Genetic risk Lunch and Learn topic
ByCecile Skyrznia, a genetics counselor with UNC Linebarger Cancer Center, spoke on the genetic risk of getting cancer at the bi-weekly Lunch and Learn held in the Cancer Resource Center in Nags Head.
Ninety percent of cancer is unrelated to genetics, she said, with 67 being the average age for a diagnosis of cancer in the United States . Cancer that occurs in the forties is considered an early diagosis. For a genetic link a family history of a first- or second-degree relative having cancer must have the disease. A first degree relative is mother, father, sibling or child; second-degree is aunts or uncles. Doctors don’t usually consider cousins because the genetic make-up is extremely varied by then. In addition to a close relative being diagnosed with nonsmoking-related cancer at a young age, another red flag is seeing the same type of cancer on the same side of a family.
Other risks to consider are having more than one type of cancer and a two-sided cancer (such as both breasts), cancers occurring in small group intermarriage situations, such as those of Ashkenazi Jewish ancestry or people on a small island who have had little contact outside that small area. Sudden unexplained death and syncope (losing consciousness more than one time without a clear reason) can be an indication of cancer. To determine if there is a genetic risk a patient needs to produce medical records of an affected relative, pathology and surgical reports, death certificates, autopsy reports and witness accounts of a sudden death.
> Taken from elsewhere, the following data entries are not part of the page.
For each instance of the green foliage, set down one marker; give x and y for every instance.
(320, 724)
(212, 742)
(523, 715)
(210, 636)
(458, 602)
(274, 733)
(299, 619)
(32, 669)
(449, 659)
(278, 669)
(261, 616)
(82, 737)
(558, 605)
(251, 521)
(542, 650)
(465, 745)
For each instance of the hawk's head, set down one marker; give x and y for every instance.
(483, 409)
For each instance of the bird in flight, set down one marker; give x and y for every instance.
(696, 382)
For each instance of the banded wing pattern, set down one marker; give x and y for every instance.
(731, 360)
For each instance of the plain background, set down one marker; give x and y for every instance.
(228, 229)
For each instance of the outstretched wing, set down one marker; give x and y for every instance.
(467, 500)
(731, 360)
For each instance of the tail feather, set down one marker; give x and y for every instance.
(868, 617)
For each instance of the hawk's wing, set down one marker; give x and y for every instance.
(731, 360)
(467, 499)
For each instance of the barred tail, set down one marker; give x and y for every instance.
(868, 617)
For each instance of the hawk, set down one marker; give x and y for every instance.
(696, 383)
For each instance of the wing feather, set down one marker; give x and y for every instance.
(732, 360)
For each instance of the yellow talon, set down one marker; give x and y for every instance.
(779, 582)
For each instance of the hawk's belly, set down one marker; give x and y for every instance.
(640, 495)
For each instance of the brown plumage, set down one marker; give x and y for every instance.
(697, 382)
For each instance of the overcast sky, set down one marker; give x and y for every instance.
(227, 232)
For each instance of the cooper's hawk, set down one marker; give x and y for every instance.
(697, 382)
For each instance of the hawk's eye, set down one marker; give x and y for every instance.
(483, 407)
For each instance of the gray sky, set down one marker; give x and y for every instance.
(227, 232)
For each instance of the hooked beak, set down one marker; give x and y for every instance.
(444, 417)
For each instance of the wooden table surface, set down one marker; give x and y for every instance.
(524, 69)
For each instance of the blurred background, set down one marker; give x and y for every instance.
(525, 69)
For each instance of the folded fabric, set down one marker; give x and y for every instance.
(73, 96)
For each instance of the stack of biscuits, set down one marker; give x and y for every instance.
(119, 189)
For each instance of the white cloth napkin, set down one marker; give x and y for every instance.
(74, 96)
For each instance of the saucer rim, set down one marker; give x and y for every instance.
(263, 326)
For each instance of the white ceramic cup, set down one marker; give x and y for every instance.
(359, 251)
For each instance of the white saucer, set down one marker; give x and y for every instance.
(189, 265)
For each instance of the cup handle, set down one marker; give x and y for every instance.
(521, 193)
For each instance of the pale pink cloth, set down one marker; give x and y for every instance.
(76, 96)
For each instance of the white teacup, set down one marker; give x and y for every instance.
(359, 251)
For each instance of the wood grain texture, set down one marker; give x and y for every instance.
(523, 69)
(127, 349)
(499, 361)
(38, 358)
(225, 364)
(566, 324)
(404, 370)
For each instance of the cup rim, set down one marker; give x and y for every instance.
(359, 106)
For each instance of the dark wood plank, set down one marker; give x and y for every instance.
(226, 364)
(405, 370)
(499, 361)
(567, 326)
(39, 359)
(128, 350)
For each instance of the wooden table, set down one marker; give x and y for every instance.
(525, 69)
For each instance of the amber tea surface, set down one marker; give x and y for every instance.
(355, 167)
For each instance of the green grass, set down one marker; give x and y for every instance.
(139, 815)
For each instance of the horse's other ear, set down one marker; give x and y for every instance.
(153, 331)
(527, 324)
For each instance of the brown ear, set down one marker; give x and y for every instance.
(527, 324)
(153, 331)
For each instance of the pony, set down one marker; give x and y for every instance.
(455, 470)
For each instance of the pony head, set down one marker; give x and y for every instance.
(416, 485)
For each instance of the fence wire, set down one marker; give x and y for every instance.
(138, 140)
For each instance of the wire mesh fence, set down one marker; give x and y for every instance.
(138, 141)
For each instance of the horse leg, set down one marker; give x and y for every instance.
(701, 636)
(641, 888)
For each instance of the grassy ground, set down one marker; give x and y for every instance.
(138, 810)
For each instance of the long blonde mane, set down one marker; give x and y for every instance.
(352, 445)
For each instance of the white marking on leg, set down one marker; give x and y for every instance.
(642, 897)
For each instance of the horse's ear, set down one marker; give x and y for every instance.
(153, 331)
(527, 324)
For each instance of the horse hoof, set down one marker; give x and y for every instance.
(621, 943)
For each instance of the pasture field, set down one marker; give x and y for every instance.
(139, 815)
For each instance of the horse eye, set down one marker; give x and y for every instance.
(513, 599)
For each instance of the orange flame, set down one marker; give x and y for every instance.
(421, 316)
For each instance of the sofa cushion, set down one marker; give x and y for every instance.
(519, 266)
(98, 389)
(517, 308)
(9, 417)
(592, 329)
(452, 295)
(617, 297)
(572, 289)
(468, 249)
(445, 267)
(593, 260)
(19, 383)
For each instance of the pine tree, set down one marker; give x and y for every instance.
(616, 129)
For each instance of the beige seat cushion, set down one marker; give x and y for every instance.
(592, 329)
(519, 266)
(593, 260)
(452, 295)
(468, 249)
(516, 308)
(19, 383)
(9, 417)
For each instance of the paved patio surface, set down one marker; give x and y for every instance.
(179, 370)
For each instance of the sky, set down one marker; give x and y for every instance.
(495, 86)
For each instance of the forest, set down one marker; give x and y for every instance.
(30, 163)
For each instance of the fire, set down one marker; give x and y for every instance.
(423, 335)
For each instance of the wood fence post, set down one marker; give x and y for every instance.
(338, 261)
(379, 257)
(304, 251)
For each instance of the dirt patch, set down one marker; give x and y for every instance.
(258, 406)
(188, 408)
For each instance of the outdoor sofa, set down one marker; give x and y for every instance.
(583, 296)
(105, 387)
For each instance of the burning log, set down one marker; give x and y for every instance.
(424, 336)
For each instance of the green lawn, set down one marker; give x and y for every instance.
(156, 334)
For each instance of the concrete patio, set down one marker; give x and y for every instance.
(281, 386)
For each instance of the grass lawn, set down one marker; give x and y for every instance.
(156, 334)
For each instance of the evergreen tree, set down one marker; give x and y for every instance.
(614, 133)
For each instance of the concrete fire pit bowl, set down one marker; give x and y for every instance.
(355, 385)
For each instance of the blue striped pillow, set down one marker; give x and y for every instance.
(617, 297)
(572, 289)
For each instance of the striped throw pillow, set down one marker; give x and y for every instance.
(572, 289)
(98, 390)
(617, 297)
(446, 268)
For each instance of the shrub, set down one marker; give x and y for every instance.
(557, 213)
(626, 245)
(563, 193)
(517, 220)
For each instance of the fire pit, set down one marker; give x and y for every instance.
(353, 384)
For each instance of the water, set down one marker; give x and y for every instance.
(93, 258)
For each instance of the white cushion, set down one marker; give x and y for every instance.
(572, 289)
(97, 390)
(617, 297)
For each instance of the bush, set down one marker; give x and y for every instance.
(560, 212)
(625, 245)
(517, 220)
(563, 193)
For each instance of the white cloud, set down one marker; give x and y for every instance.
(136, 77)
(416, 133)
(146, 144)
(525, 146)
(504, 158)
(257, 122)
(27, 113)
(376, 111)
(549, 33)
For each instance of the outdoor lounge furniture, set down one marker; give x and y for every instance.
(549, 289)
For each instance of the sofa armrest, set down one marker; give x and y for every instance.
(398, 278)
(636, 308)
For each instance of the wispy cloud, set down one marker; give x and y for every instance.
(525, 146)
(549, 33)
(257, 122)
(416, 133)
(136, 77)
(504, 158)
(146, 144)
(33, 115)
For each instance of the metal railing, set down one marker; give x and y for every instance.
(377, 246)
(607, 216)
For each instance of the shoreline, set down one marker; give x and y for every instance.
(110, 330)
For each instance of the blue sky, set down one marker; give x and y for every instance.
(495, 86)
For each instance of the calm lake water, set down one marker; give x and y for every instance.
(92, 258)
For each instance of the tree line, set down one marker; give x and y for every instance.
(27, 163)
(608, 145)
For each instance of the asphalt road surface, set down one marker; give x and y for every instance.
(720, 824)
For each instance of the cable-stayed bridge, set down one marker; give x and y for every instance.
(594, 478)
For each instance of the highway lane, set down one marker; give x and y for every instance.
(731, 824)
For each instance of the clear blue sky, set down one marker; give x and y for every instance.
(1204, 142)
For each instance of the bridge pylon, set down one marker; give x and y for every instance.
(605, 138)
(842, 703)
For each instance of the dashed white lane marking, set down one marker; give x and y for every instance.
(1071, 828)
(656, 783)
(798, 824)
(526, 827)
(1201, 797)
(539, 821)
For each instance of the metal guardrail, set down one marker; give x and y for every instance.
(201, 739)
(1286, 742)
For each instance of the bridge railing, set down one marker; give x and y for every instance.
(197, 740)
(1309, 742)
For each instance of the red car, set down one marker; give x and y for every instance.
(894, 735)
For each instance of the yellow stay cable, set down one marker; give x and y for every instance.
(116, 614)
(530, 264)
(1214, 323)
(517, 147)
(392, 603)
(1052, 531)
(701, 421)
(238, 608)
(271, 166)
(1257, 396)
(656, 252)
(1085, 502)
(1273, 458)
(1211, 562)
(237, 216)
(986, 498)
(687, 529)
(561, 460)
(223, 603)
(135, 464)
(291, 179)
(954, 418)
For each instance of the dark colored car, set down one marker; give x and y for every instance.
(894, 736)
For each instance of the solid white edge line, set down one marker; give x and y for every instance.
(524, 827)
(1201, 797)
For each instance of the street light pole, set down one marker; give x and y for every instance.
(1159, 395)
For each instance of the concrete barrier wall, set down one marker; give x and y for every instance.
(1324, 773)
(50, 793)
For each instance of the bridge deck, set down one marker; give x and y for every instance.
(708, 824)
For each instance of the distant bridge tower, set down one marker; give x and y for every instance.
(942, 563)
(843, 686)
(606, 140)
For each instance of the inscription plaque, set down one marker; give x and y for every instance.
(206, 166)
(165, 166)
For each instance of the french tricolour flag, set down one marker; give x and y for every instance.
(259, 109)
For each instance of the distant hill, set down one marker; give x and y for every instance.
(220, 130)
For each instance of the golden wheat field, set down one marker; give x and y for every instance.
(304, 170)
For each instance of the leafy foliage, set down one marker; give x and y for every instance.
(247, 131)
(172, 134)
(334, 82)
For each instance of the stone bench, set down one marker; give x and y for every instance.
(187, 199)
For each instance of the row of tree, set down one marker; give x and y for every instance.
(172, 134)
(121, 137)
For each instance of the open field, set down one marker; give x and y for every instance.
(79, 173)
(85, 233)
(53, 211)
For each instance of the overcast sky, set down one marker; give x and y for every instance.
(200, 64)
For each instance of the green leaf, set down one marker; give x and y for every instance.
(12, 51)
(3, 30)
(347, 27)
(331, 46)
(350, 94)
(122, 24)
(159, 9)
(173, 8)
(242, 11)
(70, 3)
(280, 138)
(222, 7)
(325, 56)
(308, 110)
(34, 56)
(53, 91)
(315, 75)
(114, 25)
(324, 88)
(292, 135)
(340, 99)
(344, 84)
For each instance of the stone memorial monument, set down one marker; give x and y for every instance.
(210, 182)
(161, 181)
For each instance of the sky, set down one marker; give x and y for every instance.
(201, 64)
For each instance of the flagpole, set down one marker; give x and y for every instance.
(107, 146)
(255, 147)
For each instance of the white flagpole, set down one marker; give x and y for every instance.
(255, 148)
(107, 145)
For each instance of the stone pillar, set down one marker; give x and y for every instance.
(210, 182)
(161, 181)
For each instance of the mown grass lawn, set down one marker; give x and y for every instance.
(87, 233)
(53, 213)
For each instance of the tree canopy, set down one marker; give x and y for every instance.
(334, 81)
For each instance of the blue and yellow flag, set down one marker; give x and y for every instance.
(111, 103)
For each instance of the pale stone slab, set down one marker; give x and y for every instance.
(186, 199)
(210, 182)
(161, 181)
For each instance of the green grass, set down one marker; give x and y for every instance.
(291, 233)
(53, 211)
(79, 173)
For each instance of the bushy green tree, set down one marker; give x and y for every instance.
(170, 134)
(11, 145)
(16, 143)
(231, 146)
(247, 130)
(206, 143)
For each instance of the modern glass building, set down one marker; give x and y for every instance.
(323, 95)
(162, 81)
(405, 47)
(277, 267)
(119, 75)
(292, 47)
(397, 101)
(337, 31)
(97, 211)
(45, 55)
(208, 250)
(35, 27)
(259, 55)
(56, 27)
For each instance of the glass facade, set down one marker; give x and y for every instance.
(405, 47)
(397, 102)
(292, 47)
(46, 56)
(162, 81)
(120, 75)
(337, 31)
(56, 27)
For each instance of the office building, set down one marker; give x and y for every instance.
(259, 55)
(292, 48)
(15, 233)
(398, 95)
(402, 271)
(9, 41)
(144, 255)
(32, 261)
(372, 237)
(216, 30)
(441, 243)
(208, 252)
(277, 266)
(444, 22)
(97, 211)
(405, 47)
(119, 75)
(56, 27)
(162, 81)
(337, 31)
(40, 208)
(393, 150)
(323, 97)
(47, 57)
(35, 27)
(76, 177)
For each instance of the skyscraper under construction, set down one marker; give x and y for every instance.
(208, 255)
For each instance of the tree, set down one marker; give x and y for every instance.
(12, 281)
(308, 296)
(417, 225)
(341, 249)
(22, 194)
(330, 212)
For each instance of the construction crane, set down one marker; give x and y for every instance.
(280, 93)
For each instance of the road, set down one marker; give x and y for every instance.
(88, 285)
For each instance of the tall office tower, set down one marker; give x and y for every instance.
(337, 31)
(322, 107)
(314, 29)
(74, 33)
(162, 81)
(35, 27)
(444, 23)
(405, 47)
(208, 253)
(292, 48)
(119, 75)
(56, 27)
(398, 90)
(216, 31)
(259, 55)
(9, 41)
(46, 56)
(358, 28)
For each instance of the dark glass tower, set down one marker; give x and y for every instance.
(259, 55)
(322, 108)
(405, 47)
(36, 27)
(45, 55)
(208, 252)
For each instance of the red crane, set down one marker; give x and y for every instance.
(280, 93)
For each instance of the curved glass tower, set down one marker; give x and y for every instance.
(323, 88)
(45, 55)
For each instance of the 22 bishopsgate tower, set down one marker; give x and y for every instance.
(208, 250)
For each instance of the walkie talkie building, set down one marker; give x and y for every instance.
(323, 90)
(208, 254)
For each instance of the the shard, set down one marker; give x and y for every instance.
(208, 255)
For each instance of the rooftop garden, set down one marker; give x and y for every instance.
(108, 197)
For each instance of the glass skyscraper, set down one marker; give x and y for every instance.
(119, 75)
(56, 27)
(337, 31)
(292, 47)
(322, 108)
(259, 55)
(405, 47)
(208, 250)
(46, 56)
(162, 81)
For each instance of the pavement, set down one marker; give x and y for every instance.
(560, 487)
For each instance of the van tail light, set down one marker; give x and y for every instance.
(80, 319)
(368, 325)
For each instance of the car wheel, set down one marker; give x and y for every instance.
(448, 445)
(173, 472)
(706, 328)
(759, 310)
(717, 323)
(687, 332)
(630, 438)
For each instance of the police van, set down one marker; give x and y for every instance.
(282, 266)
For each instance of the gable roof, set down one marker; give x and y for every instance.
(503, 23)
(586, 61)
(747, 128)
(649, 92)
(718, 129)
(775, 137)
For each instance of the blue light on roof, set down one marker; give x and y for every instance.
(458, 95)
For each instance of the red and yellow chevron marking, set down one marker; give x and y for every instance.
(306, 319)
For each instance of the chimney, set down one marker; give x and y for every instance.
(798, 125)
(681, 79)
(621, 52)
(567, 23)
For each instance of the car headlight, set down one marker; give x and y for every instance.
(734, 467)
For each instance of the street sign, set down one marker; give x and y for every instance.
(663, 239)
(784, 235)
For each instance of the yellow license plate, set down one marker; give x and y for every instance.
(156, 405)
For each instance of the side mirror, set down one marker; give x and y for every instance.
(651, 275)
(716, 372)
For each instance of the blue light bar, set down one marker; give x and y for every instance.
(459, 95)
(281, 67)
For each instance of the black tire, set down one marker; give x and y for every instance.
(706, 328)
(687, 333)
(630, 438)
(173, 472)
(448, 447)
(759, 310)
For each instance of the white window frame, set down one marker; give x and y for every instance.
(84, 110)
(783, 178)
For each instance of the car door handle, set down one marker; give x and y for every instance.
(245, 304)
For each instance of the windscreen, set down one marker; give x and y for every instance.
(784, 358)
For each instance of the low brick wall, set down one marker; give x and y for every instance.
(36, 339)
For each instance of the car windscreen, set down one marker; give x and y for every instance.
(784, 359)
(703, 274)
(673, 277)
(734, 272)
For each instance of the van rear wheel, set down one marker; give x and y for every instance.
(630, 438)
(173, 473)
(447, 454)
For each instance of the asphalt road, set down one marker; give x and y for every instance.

Factors that should be considered when dealing with cancer are gender, age, family history, child bearing history, hormones taken, benign breast disease, lifestyle and radiation exposure. Having children at a young age seems to protect women from ovarian cancer, she said, as does use of oral contraceptives, but using hormone replacement therapy after menopause can be a contributing factor to having gynecological cancers. Lifestyle is also a factors, and being obese in your forties is not good. The BRCA -1 gene is responsible for 52 percent of breast and ovarian cancers and the BRCA-2 gene, 32 percent, Skyrznia said. Early menarche (under the age of 12) is an indicator of increased risk of gynecological cancers, and a first pregnancy after the age of 30 also indicates a high risk.
In the case of colon cancer, a history of polyps, especially more that five or six, a family history of that cancer, inflammatory bowel disease and lifestyle factors all put a person at risk. About 5 percent of the population will have colon cancer, Skyrznia said. If a close relative had colon cancer, then a patient should have a colonoscopy at an age 10 years before the age of that relative when he or she was diagnosed. There are few effective tests to diagnose pancreatic cancer, she said in response to a question from the audience, but having pancreatitis is a risk indicator Johns Hopkins is the hospital with the most advanced work on pancreatic cancer.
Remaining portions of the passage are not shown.